40. Si Paling Bucin

3.8K 580 82
                                    

Chapter 40


Katrin mencoret-coret kanvas di iPadnya. Malam ini dia bertekad menyelesaikan ilustrasinya agar janjinya dengan Reihan bisa ditepati. Sayangnya, setelah setengah jam berkutat di layar iPadnya, dia tidak kunjung mendapatkan inspirasi. Baginya, hasil gambarannya benar-benar jelek. Muka cowoknya aneh dan nggak real.

Katrin menghapus kembali sketsa yang sudah dia buat. Di tengah prosesnya itu, pintu kamarnya diketuk dan suara mamanya terdengar memanggil. Katrin buru-buru mematikan layar iPadnya dan mengambil buku di atas meja secara asal dan pura-pura membacanya.

"Masuk aja, Ma. Nggak aku kunci, kok," teriak Katrin dari dalam disusul suara kenop pintu yang ditekan. Tak lama, mamanya muncul dan mendekatinya yang sok sibuk membaca di meja belajarnya. Sebenarnya Katrin agak terkejut karena kebetulan buku yang ia buka sekarang adalah buku Bahasa Mandarin. Dia sampai harus mengerjapkan mata karena mendadak buta huruf.

"Mama barusan telepon Inna," ucap mamanya. Beliau duduk di atas kasur Katrin. Katrin berbalik, duduk menghadap mamanya dan meninggalkan buku bahasa mandarinnya.

Katrin tahu Inna yang mamanya maksud adalah Mamanya Garvin.

Katrin otomatis teringat pertemuannya dengan mama Garvin di rumah cowok itu tadi. Mama Garvin sangat baik. Caranya bicara nggak jauh berbeda dari mamanya, super ramah.
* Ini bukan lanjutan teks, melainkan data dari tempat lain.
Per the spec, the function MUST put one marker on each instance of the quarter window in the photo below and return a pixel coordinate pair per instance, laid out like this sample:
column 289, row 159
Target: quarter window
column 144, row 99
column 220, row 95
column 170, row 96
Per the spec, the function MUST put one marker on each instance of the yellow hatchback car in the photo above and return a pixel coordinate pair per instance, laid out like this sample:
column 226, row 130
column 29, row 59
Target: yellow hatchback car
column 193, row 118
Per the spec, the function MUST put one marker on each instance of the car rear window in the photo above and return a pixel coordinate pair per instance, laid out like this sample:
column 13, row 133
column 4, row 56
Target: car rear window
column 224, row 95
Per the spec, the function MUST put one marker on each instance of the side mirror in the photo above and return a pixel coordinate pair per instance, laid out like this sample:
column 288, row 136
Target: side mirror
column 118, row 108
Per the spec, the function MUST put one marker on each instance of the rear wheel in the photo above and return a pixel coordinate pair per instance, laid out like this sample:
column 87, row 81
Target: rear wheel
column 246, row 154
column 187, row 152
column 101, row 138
Katrin sempat kaget karena dipanggil calon menantu oleh orang yang notabenenya baru kali pertama ia temui, namun mama Garvin  cuma senyum-senyum dan memeluk Katrin seolah Katrin adalah bagian dari keluarga jauh yang baru dipertemukan kembali dengannya.
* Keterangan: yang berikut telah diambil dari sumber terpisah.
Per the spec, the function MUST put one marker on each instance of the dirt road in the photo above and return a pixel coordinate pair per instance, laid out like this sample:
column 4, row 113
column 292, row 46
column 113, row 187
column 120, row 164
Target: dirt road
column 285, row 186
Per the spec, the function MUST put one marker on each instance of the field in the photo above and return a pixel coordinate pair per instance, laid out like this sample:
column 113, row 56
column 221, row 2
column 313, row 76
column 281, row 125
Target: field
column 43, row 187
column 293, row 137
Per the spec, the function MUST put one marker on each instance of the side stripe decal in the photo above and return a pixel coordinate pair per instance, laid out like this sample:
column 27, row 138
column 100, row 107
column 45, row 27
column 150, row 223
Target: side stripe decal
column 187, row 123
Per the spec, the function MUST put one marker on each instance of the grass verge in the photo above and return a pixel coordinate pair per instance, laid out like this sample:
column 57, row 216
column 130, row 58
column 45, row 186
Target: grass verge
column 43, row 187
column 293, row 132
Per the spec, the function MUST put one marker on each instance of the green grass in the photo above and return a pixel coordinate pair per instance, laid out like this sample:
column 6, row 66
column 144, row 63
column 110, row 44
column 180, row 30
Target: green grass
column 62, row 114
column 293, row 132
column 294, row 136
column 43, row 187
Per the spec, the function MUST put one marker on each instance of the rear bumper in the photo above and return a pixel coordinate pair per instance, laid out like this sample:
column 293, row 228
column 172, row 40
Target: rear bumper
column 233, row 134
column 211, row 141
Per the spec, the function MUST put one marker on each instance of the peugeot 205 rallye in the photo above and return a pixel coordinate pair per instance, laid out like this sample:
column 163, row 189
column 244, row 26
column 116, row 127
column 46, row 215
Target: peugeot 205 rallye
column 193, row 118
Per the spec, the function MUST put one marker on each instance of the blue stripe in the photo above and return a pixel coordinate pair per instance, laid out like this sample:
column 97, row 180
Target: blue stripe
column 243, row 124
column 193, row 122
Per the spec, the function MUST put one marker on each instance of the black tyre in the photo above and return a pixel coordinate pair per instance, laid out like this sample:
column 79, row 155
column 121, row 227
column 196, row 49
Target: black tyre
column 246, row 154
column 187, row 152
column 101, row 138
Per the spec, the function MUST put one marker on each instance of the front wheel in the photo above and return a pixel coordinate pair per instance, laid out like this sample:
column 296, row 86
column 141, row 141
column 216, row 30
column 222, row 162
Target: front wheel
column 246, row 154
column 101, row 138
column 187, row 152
Sayang karena waktu sudah semakin sore, Katrin harus pulang. Mama Garvin tadi berpesan agar menyampaikan salam kepada mamanya. Mama Garvin juga ada ide untuk mengadakan acara makan malam bersama. Mau tak mau, Katrin menyampaikan hal itu ke mamanya saat tiba di rumah tadi.

"Keputusan sudah dibuat. Weekend nanti kita akan makan malam bareng mereka," ucap mamanya diikuti senyum lebar.
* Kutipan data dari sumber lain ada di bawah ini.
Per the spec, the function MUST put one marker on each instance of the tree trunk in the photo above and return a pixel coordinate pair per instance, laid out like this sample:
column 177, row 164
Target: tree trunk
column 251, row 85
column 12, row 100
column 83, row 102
Katrin terdiam sesaat. Sejujurnya dia sudah menduganya.

"Aku nggak perlu ikut, kan?"

"Kenapa kamu nggak perlu ikut?"

"Ada ujian senin depan. Aku harus belajar ekstra." Katrin tentu berbohong. Sejak kapan dia niat belajar ekstra selama ujian itu bukan ujian kenaikan kelas?

Mamanya yang menyadari bahwa ucapan Katrin hanyalah alasan belaka, langsung berdecak tak habis pikir. "Belajarnya dari jauh-jauh hari, Kat. Jangan banyak alasan, deh."

"Tapi, Ma, aku rasa aku nggak perlu ikut. Garvin juga kayaknya nggak perlu ikut. Itu kan acara reuni mama papa."

Sejujurnya, pertemuan dengan keluarga Garvin bukan ide yang menyenangkan untuknya. Katrin sudah bisa membayangkan bagaimana nanti mamanya akan membanding-bandingkan dirinya dengan Garvin di hadapan mereka semua. Garvin pasti dihujani dengan pujian, sedangkan Katrin akan dihujani nasehat yang sebetulnya sudah ia dengar berjuta-juta kali.

Katrin sudah bisa membayangkan situasi itu dan itu sangat menyebalkan.

"Nggak, kamu harus ikut. Garvin bakal ikut juga. Kalian saling kenal dan akrab, jadi nggak ada alasan untuk nggak bergabung weekend nanti."

Katrin menggaruk kepalanya yang tidak gatal. "Emang acaranya dimana? Di restoran atau di rumah?"

"Di resto. Inna udah minta Garvin untuk booking tempat untuk enam orang. Itu artinya kalian semua ikut."

Katrin menghela napas pasrah. "Canggung banget pasti," gumamnya.

"Apanya yang canggung? Garvin aja udah sering ketemu mama, dan kamu juga udah dikenal keluarga Garvin."